Career
Born in Chicago, Illinois into a middle-class Irish American Catholic family, she began her acting career after winning a beauty contest sponsored by Universal Pictures. Her father John Philbin was born in Ballinrobe, County Mayo, Ireland.
Mary Philbin made her screen debut in 1921 and during the 1920s she became a highly successful film actress and starred in a number of high profile films, most notably in D. W. Griffith's 1928 film Drums of Love.
In 1922 Philbin was awarded at the first annual WAMPAS Baby Stars awards, a promotional campaign sponsored by the Western Association of Motion Picture Advertisers in the United States, which honored thirteen young women each year whom they believed to be on the threshold of movie stardom.
Like so many publicly acclaimed silent film actors and actresses however, Philbin was unable to continue a successful acting career during the talkie era of the early 1930s.

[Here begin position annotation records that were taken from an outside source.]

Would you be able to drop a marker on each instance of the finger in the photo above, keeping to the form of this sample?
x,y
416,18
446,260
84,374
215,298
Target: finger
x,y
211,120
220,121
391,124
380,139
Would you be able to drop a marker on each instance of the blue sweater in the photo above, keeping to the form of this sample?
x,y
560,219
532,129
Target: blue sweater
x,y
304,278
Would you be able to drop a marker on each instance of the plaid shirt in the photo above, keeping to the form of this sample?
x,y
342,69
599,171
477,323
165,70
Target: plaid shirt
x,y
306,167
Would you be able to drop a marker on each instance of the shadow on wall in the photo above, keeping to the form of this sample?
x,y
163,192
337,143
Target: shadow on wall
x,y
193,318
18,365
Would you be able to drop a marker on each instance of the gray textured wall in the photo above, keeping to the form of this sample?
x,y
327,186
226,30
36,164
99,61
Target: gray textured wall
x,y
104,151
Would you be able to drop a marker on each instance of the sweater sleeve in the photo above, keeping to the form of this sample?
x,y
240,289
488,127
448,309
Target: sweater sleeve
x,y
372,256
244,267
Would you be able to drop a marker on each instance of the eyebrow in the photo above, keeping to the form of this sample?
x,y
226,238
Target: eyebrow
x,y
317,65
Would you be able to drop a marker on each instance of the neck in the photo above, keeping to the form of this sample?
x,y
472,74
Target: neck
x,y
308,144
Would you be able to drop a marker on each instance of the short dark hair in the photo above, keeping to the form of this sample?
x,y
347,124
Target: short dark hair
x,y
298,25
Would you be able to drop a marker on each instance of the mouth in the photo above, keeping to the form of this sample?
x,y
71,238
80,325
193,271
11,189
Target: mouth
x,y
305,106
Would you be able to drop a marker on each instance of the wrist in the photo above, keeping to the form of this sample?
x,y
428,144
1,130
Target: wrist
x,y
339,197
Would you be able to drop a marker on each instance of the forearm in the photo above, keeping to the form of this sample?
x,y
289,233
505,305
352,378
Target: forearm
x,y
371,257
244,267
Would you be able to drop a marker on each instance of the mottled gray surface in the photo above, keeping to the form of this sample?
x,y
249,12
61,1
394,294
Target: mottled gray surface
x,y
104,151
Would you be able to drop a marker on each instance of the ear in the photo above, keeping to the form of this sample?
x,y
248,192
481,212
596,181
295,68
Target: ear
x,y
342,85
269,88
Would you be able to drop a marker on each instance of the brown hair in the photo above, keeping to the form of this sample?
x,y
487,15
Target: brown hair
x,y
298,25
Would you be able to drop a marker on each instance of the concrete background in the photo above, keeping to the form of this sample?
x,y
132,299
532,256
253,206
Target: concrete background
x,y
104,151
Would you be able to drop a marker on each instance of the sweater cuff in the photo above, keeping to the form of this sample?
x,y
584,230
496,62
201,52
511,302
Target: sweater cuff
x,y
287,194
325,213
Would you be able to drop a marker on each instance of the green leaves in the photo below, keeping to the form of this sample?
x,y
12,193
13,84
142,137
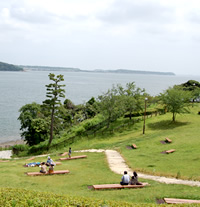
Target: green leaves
x,y
176,100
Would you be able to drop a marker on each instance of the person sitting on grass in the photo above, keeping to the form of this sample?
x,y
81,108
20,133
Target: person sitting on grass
x,y
49,161
43,167
70,152
125,179
51,168
134,179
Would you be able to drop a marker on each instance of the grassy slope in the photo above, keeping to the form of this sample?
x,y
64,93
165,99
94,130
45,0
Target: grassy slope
x,y
147,158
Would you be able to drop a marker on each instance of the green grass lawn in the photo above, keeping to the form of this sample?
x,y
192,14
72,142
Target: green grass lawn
x,y
183,163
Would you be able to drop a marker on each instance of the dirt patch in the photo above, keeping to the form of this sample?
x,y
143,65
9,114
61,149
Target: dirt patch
x,y
11,143
129,147
160,201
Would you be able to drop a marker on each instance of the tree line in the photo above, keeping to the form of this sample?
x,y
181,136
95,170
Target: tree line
x,y
40,122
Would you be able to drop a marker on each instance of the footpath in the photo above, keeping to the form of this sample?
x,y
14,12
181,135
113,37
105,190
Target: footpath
x,y
118,165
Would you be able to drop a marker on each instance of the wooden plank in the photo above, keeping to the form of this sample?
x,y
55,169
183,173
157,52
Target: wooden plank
x,y
72,158
107,186
65,153
177,201
54,173
134,146
117,186
58,163
168,140
4,160
170,151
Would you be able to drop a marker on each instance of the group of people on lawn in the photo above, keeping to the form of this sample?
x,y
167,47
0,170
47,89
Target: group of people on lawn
x,y
127,180
50,163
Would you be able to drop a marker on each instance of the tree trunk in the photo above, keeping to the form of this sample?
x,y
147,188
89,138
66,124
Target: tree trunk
x,y
174,116
51,128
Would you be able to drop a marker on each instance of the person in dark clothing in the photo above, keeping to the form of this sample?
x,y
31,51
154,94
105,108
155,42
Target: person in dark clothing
x,y
125,179
134,179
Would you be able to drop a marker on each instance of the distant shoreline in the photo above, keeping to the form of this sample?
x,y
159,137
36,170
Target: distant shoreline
x,y
68,69
12,143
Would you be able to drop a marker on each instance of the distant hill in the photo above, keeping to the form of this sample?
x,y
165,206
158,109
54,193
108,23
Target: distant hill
x,y
134,71
68,69
9,67
48,68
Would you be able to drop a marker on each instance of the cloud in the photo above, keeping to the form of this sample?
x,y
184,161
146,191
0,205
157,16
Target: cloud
x,y
194,17
126,11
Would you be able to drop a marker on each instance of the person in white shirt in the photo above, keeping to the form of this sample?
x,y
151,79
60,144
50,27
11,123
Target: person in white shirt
x,y
125,179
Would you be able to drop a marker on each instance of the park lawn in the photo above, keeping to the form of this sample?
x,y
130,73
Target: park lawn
x,y
148,158
86,172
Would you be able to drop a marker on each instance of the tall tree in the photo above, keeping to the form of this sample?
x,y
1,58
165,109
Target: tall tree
x,y
55,91
133,97
110,105
176,101
34,125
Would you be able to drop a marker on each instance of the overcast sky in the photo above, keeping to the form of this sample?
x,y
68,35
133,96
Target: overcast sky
x,y
151,35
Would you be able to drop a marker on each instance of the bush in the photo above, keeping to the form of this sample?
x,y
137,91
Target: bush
x,y
19,148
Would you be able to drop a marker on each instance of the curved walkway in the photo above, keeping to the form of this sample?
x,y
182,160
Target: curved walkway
x,y
118,165
5,154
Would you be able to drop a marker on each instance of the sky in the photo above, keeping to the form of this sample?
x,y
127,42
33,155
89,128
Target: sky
x,y
150,35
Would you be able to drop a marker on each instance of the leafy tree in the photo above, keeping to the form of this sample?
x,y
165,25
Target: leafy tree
x,y
176,101
133,98
33,124
90,108
54,92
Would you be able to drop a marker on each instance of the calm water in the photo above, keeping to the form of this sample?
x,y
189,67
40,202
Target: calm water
x,y
20,88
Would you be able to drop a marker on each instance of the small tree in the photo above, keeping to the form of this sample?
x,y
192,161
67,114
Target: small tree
x,y
54,92
176,100
132,97
110,105
34,125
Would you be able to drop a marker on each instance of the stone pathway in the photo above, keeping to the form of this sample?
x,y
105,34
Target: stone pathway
x,y
118,165
5,154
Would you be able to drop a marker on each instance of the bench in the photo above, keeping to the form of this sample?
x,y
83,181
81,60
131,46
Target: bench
x,y
168,140
117,186
177,201
73,158
4,160
170,151
58,172
65,153
134,146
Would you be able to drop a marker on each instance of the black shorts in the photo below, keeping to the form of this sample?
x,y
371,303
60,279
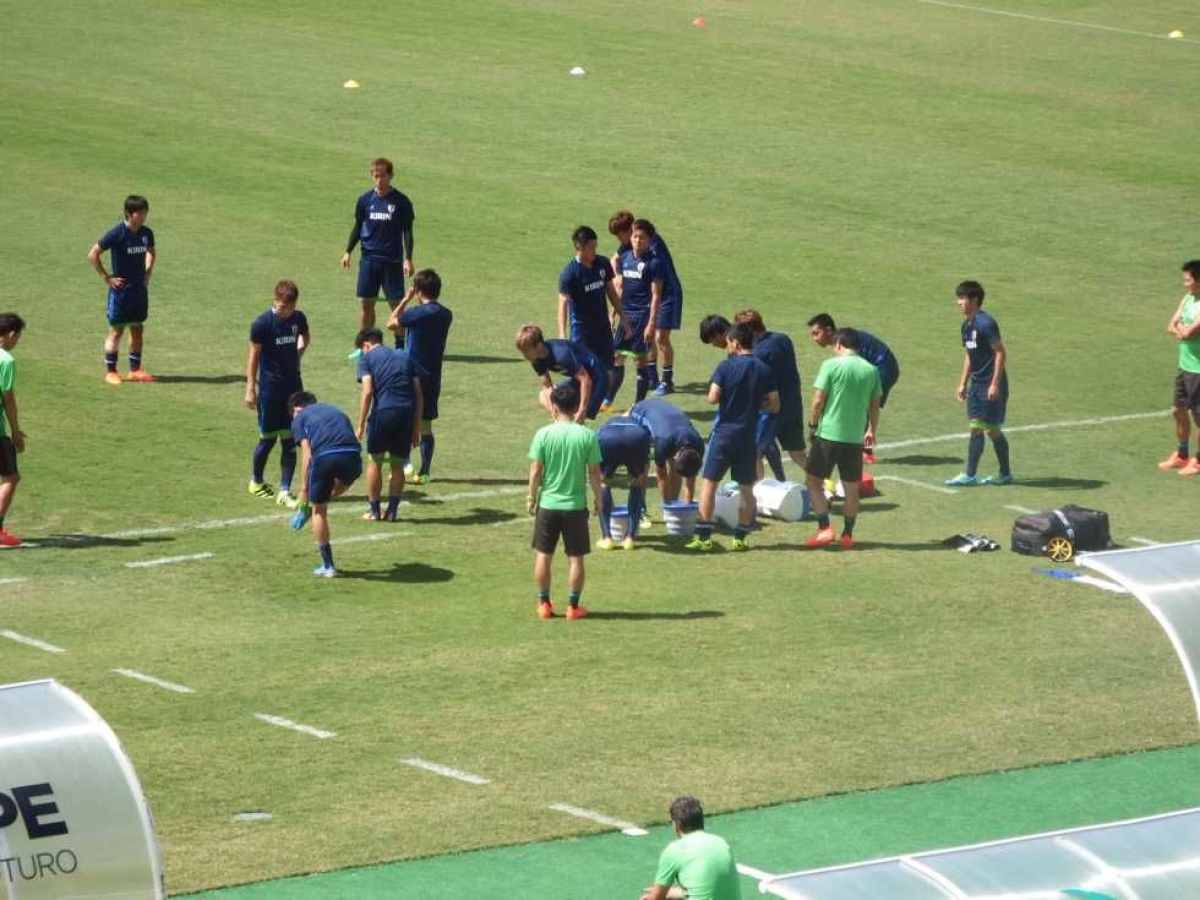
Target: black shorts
x,y
827,455
569,523
390,431
324,471
7,457
1187,391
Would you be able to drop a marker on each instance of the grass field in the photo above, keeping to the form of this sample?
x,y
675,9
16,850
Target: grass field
x,y
858,157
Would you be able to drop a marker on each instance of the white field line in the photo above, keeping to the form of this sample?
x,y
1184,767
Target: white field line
x,y
150,679
31,642
913,483
294,726
438,769
751,873
1038,426
629,828
367,538
167,561
1048,21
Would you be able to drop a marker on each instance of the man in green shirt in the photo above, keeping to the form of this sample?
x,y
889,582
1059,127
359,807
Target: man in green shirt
x,y
846,393
11,325
1185,327
564,457
697,865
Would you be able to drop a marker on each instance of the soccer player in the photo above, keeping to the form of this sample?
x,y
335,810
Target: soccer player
x,y
132,262
564,459
574,360
741,387
586,291
846,393
677,445
12,443
1185,328
624,443
277,340
393,396
696,864
330,461
425,327
383,222
983,385
641,293
873,349
670,316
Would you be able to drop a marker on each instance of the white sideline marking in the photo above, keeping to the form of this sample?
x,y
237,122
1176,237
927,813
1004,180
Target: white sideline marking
x,y
1039,426
629,828
167,561
1056,22
365,538
751,873
295,726
438,769
151,679
913,483
1026,510
31,642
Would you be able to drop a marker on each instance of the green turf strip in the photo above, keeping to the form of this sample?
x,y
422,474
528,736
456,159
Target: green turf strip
x,y
790,837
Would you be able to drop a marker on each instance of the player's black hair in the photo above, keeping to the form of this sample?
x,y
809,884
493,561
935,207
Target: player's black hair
x,y
688,814
741,333
822,319
971,291
369,334
687,461
11,322
427,283
645,225
847,337
713,327
565,399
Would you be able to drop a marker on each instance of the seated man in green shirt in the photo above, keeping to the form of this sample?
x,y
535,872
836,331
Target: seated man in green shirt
x,y
697,865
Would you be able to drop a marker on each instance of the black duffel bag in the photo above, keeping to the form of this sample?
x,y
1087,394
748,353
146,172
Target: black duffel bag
x,y
1061,532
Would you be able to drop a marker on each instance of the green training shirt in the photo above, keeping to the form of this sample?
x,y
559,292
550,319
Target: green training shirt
x,y
702,864
1189,348
850,383
564,449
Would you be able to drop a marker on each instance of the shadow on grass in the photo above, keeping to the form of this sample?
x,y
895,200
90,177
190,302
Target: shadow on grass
x,y
919,460
400,574
199,379
619,616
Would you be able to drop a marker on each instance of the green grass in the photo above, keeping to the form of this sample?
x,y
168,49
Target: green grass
x,y
857,157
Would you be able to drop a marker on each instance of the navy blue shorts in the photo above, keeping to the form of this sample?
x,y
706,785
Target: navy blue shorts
x,y
324,471
390,431
635,343
670,312
989,412
129,305
274,413
737,454
376,274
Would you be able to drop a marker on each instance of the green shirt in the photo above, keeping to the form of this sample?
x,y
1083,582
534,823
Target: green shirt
x,y
1189,348
702,864
7,382
564,449
850,383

Philbin played a few parts during the early talkie era and most notably dubbed her own voice when The Phantom of the Opera was given sound and rereleased.
Philbin retired from the screen in the early 1930s and devoted her life to caring for her aging parents. She was engaged in 1927 to Universal Studio executive, Paul Kohner; but due to her parents dissuasion from the union (as she was Catholic and he was a staunch Czech Jew), she called off the engagement. And in 1935 was also engaged to a young police officer named David McCarrison but was also called off.
She never married and rarely made public appearances. One rare public appearance by Philbin occurred in her later years at the Los Angeles opening of the Andrew Lloyd Webber musical The Phantom of the Opera.
Mary Philbin died of pneumonia, aged 89, in Huntington Beach, California in 1993 and was buried at the Calvary Cemetery in Los Angeles, California.